If like us you live in the real world and you use the dynamic capability that this gives you, the first major update to an ongoing recurring meeting will cause it to be removed from the resource calendar until you give it an appropriate end date:





Now to proleptically answer the question "Hey, you guys know the start and end dates of all this data -- why don't you set this for us ahead of time?"

It's a fair question. The short answer is because there's so much else going on in a migration that hewing to the line of keeping the data we insert as faithful to what we pulled out is invariably the best course.
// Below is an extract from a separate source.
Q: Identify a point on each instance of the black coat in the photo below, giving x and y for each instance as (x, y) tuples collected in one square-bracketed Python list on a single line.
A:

Letting users learn to deal with the situations they're going to encounter in their new environment is better all around.

Sunday, February 01, 2009

Google Calendaring and Imports

I have got to give Google Calendar some credit.

Since we got asked by a 4,000 user account about moving users into Google Calendar (there's a lesson for you, sinners, you want to get our attention have a 4,000 user migration base), we started looking at moving into Google via iCalendar files.

Most import mechanisms provide the kind of intelligence Geico likes to claim cavemen have, but Google Calendar actually did some checking and gave me the following error message:

Coolness.

But the cool factor is moderated by my noticing that the interest we've heard is decidedly not from the corporate market. I found 3 Critical Reasons Why Hosted Google Apps Won’t Work for Your Business a really interesting read. Though 10 Reasons Enterprises Aren’t Ready to Trust the Cloud does a good job expanding on it.

I also started looking at the issue of making meetings live when we migrate them over. Moving Gmail calendar to Google Apps For your Domain Calendar goes through the single user procedure, but for a few hundred or more users it would be tedious.

I also can't currently get the meetings to come over with guest lists and responses intact.